Today I helped my cousin solve a math exercise. The exercise called for two numbers in sequence which when multiplied the result is 16512 (128 * 129). I would like to know a code that solves this with any number.
Discover numbers in sequence that multiplied is a result
3
asked by anonymous 12.03.2017 / 23:47
2 answers
0
Mathematically, this situation can only occur for positive numbers that are not perfect squares, and to find out whether the number in question falls into this situation, one has to test whether the square root rounded down multiplied by the square root rounded upward results in number concerned. Validating the other numbers would be just waste.
Following this line of reasoning, consider the following code:
// dado "numero", retorna:
// 1) [a, b], onde "a * b == numero", e "a" e "b" são consecutivos
// 2) [], quando não existem números consecutivos que multiplicados resultam em "numero"
public static int[] obtemConsecutivos(int numero) {
// previne erro na raizQuadrada com números negativos
if (numero > 0) {
long raiz = Math.sqrt(numero);
int primeiroConsecutivo = Math.floor(raiz);
int segundoConsecutivo = Math.ceil(raiz);
// previne situação de quadrado perfeito, como 4, 9, 16, 25...

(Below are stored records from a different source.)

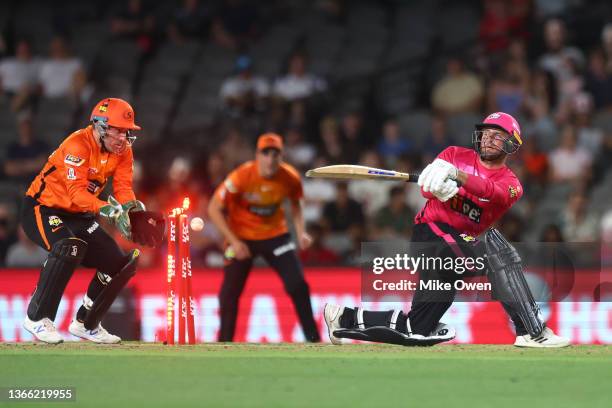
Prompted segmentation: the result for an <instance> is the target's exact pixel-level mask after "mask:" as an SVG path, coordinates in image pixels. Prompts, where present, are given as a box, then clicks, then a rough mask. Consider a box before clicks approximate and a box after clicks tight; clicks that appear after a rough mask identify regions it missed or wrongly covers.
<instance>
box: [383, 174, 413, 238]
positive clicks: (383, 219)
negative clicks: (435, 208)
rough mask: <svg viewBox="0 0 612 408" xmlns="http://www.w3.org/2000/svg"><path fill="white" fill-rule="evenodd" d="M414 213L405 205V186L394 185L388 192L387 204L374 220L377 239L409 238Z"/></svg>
mask: <svg viewBox="0 0 612 408" xmlns="http://www.w3.org/2000/svg"><path fill="white" fill-rule="evenodd" d="M414 216H415V213H414V211H413V210H412V208H410V207H409V206H408V205H407V204H406V189H405V186H403V185H402V186H399V185H396V186H394V187H392V188H391V190H389V204H387V205H386V206H384V207H383V208H381V209H380V210H379V211H378V213H377V214H376V217H375V218H374V228H375V234H376V237H377V238H398V237H401V238H409V237H410V233H411V232H412V225H413V219H414Z"/></svg>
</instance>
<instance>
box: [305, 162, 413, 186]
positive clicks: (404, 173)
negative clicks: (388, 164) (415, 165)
mask: <svg viewBox="0 0 612 408" xmlns="http://www.w3.org/2000/svg"><path fill="white" fill-rule="evenodd" d="M306 177H313V178H333V179H357V180H367V179H373V180H391V181H406V182H408V183H416V182H417V180H418V179H419V175H418V174H414V173H402V172H399V171H393V170H384V169H377V168H375V167H368V166H357V165H354V164H336V165H333V166H324V167H317V168H316V169H311V170H308V171H307V172H306Z"/></svg>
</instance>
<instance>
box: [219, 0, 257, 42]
mask: <svg viewBox="0 0 612 408" xmlns="http://www.w3.org/2000/svg"><path fill="white" fill-rule="evenodd" d="M256 4H257V2H250V1H246V0H223V1H221V6H220V7H219V8H218V10H217V11H216V13H215V16H214V17H213V21H212V26H211V34H212V37H213V39H214V40H215V41H216V42H217V43H218V44H219V45H221V46H223V47H226V48H229V49H232V50H239V49H242V48H246V47H247V46H248V45H249V43H251V42H253V40H254V39H255V38H256V37H257V35H258V34H259V27H258V25H259V10H258V9H257V5H256Z"/></svg>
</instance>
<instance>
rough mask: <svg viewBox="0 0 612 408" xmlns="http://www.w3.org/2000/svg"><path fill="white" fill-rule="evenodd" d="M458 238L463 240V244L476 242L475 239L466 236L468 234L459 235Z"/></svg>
mask: <svg viewBox="0 0 612 408" xmlns="http://www.w3.org/2000/svg"><path fill="white" fill-rule="evenodd" d="M459 236H460V237H461V238H463V240H464V241H465V242H474V241H476V238H474V237H473V236H471V235H468V234H459Z"/></svg>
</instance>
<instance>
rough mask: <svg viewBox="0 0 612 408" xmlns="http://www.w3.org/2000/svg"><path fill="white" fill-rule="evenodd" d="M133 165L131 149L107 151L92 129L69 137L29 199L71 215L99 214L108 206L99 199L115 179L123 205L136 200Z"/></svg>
mask: <svg viewBox="0 0 612 408" xmlns="http://www.w3.org/2000/svg"><path fill="white" fill-rule="evenodd" d="M133 161H134V158H133V155H132V148H131V147H129V146H128V147H127V148H126V149H125V151H124V152H123V153H121V154H120V155H117V154H114V153H109V152H107V151H103V149H102V148H101V147H100V146H99V145H98V144H97V143H96V140H95V139H94V135H93V129H92V127H91V126H88V127H86V128H84V129H80V130H77V131H76V132H74V133H73V134H71V135H70V136H68V137H67V138H66V140H64V141H63V142H62V144H61V145H60V146H59V147H58V148H57V149H56V150H55V151H54V152H53V153H51V155H50V156H49V160H48V161H47V163H46V164H45V166H44V167H43V169H42V170H41V171H40V174H39V175H38V176H36V178H35V179H34V181H33V182H32V184H31V185H30V188H29V189H28V191H27V192H26V195H28V196H30V197H33V198H34V199H36V200H37V201H38V202H39V203H40V204H41V205H44V206H47V207H52V208H58V209H62V210H65V211H68V212H71V213H88V212H93V213H98V212H99V210H100V207H102V206H103V205H106V204H107V203H106V202H105V201H102V200H100V199H99V198H98V195H99V194H100V193H101V192H102V190H104V187H105V186H106V183H107V181H108V178H109V177H111V176H112V177H113V195H114V196H115V198H116V199H117V200H118V201H119V202H120V203H125V202H127V201H130V200H134V199H135V195H134V191H133V190H132V172H133Z"/></svg>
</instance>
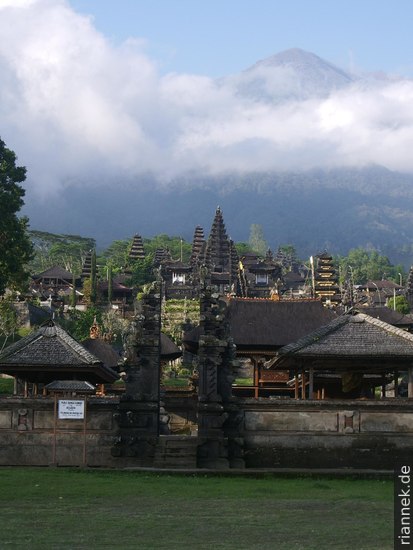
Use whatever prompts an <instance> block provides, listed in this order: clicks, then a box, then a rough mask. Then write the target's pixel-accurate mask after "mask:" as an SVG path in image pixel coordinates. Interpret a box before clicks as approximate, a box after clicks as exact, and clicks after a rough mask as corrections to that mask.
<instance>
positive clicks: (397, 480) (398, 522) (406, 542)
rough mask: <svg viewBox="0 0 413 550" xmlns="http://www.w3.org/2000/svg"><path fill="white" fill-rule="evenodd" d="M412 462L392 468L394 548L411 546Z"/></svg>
mask: <svg viewBox="0 0 413 550" xmlns="http://www.w3.org/2000/svg"><path fill="white" fill-rule="evenodd" d="M412 475H413V465H412V464H398V465H397V466H396V467H395V469H394V548H395V550H399V549H400V548H406V549H409V548H413V536H412Z"/></svg>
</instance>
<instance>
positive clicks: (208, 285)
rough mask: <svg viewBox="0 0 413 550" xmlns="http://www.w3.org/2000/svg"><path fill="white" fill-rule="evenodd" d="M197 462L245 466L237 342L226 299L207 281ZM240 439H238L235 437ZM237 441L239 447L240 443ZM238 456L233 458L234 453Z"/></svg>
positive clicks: (198, 420) (201, 323)
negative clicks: (236, 343)
mask: <svg viewBox="0 0 413 550" xmlns="http://www.w3.org/2000/svg"><path fill="white" fill-rule="evenodd" d="M200 308H201V335H200V340H199V350H198V360H199V367H198V370H199V390H198V437H199V445H198V466H199V467H200V468H212V469H225V468H229V467H231V466H234V467H242V466H243V461H242V444H241V445H238V443H241V440H240V437H239V436H240V433H239V425H238V424H239V422H238V423H237V418H238V420H239V411H238V408H237V406H236V403H235V400H234V398H233V397H232V369H233V360H234V358H235V346H234V344H233V342H232V340H231V339H230V338H229V328H228V322H227V319H226V308H227V306H226V303H225V302H224V300H222V299H221V298H220V296H219V294H218V293H216V292H215V291H214V289H213V287H211V286H210V285H209V284H208V283H206V284H205V285H204V288H203V290H202V292H201V299H200ZM235 439H238V443H237V442H236V441H235ZM237 445H238V447H237ZM235 456H237V460H235V461H233V460H232V459H233V457H235Z"/></svg>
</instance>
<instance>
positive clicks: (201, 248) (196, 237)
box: [190, 225, 205, 266]
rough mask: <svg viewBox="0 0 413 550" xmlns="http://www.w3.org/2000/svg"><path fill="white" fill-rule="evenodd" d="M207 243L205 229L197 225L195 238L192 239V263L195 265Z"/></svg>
mask: <svg viewBox="0 0 413 550" xmlns="http://www.w3.org/2000/svg"><path fill="white" fill-rule="evenodd" d="M204 245H205V235H204V230H203V228H202V227H201V226H200V225H197V226H196V228H195V233H194V238H193V241H192V253H191V259H190V264H191V265H192V266H193V265H195V264H196V263H197V262H198V258H199V256H200V254H201V252H202V250H203V248H204Z"/></svg>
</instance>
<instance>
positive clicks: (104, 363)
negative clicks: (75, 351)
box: [82, 338, 120, 369]
mask: <svg viewBox="0 0 413 550" xmlns="http://www.w3.org/2000/svg"><path fill="white" fill-rule="evenodd" d="M82 346H84V347H85V348H86V349H87V350H88V351H90V353H92V354H93V355H94V356H95V357H97V358H98V359H99V360H100V361H101V362H102V363H103V364H104V365H105V367H109V368H112V369H117V366H118V363H119V361H120V356H119V354H118V353H117V352H116V351H115V350H114V348H113V347H112V346H111V345H110V344H108V343H107V342H105V341H104V340H101V339H100V338H88V339H87V340H83V342H82Z"/></svg>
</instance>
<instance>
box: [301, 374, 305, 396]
mask: <svg viewBox="0 0 413 550" xmlns="http://www.w3.org/2000/svg"><path fill="white" fill-rule="evenodd" d="M301 399H304V400H305V370H304V368H302V369H301Z"/></svg>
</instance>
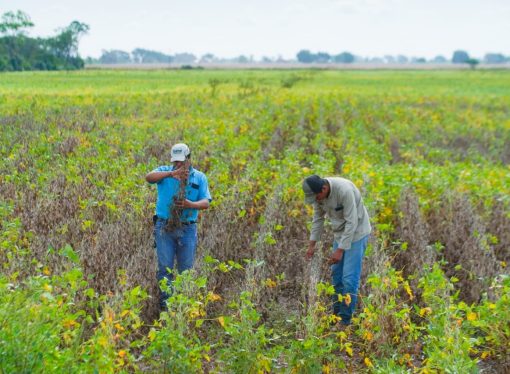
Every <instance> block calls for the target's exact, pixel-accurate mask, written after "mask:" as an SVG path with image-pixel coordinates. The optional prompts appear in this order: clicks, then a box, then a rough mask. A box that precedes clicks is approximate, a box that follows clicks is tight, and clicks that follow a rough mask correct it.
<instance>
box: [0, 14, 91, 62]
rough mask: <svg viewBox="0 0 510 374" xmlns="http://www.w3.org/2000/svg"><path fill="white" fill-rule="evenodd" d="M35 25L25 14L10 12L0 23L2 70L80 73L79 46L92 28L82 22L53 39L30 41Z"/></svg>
mask: <svg viewBox="0 0 510 374" xmlns="http://www.w3.org/2000/svg"><path fill="white" fill-rule="evenodd" d="M33 25H34V24H33V23H32V21H31V20H30V17H29V16H28V15H27V14H25V13H23V12H22V11H17V12H16V13H14V12H7V13H5V14H3V15H2V17H1V22H0V34H3V35H4V36H2V37H0V70H14V71H19V70H59V69H66V70H70V69H80V68H83V66H84V61H83V60H82V59H81V58H80V56H79V55H78V43H79V39H80V37H81V36H82V35H84V34H85V33H86V32H87V31H88V29H89V27H88V25H86V24H84V23H80V22H78V21H74V22H72V23H71V24H70V25H69V26H67V27H65V28H63V29H61V30H60V31H59V33H58V34H57V35H55V36H53V37H50V38H30V37H28V36H27V35H26V30H27V28H29V27H32V26H33Z"/></svg>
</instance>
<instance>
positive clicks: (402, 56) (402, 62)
mask: <svg viewBox="0 0 510 374" xmlns="http://www.w3.org/2000/svg"><path fill="white" fill-rule="evenodd" d="M397 62H398V63H399V64H407V63H408V62H409V59H408V58H407V56H404V55H398V56H397Z"/></svg>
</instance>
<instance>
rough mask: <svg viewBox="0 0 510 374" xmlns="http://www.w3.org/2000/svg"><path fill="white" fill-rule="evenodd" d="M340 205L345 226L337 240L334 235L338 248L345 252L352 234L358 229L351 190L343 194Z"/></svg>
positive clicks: (357, 221)
mask: <svg viewBox="0 0 510 374" xmlns="http://www.w3.org/2000/svg"><path fill="white" fill-rule="evenodd" d="M342 204H343V206H344V219H345V226H344V230H343V232H342V234H341V236H340V237H339V238H338V237H337V236H338V235H336V234H335V240H336V241H337V243H338V248H341V249H343V250H347V249H350V248H351V243H352V239H353V238H354V232H355V231H356V228H357V227H358V210H357V208H356V198H355V196H354V191H352V190H351V191H348V192H347V193H345V194H344V196H343V198H342Z"/></svg>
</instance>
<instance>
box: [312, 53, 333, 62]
mask: <svg viewBox="0 0 510 374" xmlns="http://www.w3.org/2000/svg"><path fill="white" fill-rule="evenodd" d="M330 61H331V55H330V54H329V53H326V52H319V53H317V54H316V55H315V62H318V63H320V64H324V63H328V62H330Z"/></svg>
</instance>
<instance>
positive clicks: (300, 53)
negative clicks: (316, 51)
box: [296, 49, 315, 64]
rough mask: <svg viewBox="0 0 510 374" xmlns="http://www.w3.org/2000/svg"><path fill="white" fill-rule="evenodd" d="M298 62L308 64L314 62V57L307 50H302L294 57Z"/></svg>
mask: <svg viewBox="0 0 510 374" xmlns="http://www.w3.org/2000/svg"><path fill="white" fill-rule="evenodd" d="M296 57H297V59H298V61H299V62H302V63H305V64H310V63H312V62H314V61H315V55H314V54H313V53H311V52H310V51H309V50H307V49H302V50H301V51H299V52H298V53H297V55H296Z"/></svg>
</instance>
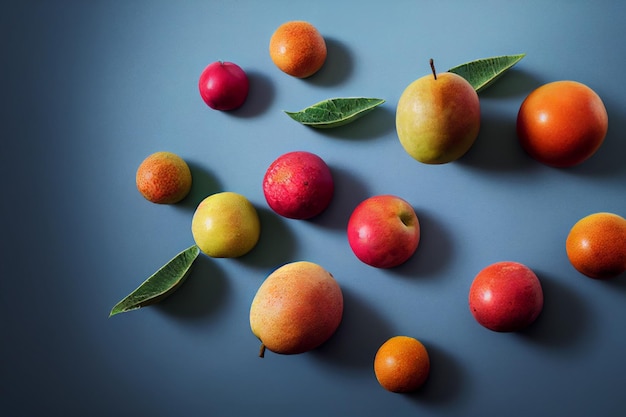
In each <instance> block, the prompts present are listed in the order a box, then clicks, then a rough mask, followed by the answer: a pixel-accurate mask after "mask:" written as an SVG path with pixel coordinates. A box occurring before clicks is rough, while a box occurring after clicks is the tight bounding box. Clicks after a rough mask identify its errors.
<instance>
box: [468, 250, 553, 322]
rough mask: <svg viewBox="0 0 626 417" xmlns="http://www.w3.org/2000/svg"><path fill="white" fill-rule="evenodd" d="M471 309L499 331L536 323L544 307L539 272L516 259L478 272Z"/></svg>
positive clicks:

// nesse caso, o primeiro consecutivo será igual ao segundo
if (primeiroConsecutivo + 1 == segundoConsecutivo) {
// testa se consecutivos batem com o numero desejado
if (numero == primeiroConsecutivo * segundoConsecutivo) {
return [primeiroConsecutivo, segundoConsecutivo];
}
}
}
return [];
}
13.03.2017 / 02:52
1
Just a for to the square root of the searched number:
public class Multiplicador {
public static void main(String args[]) {
try {
int i = 16512;
int j = encontraPrimeiroNumeroMultiplicador(i);
System.out.println("Encontrou " + j + " e " + (j+1) + " como fatores seguidos de " + i);
} catch (Exception e) {
System.err.println(e);
}
}
public static int encontraPrimeiroNumeroMultiplicador(int numeroProcurado) throws Exception {
for(int i=0; i<=Math.sqrt(numeroProcurado+1); i++) {
if(i * (i+1) == numeroProcurado) {
return i;
}
}
throw new Exception("Nenhum numero multiplicador encontrado para " + numeroProcurado);
}
}
Some sample outputs:
Found 128 and 129 as factors followed by 16512
No multiplier found for 16513
Found 99 and 100 as factors followed by 9900
Found 2 and 3 as factors followed by 6
No multiplier found for 78
Why do you just look up to the square root? For no number multiplied by his successor shall be less than the number squared; that is, N * (N + 1) will be greater than N * N, for any positive natural number.
12.03.2017 / 23:54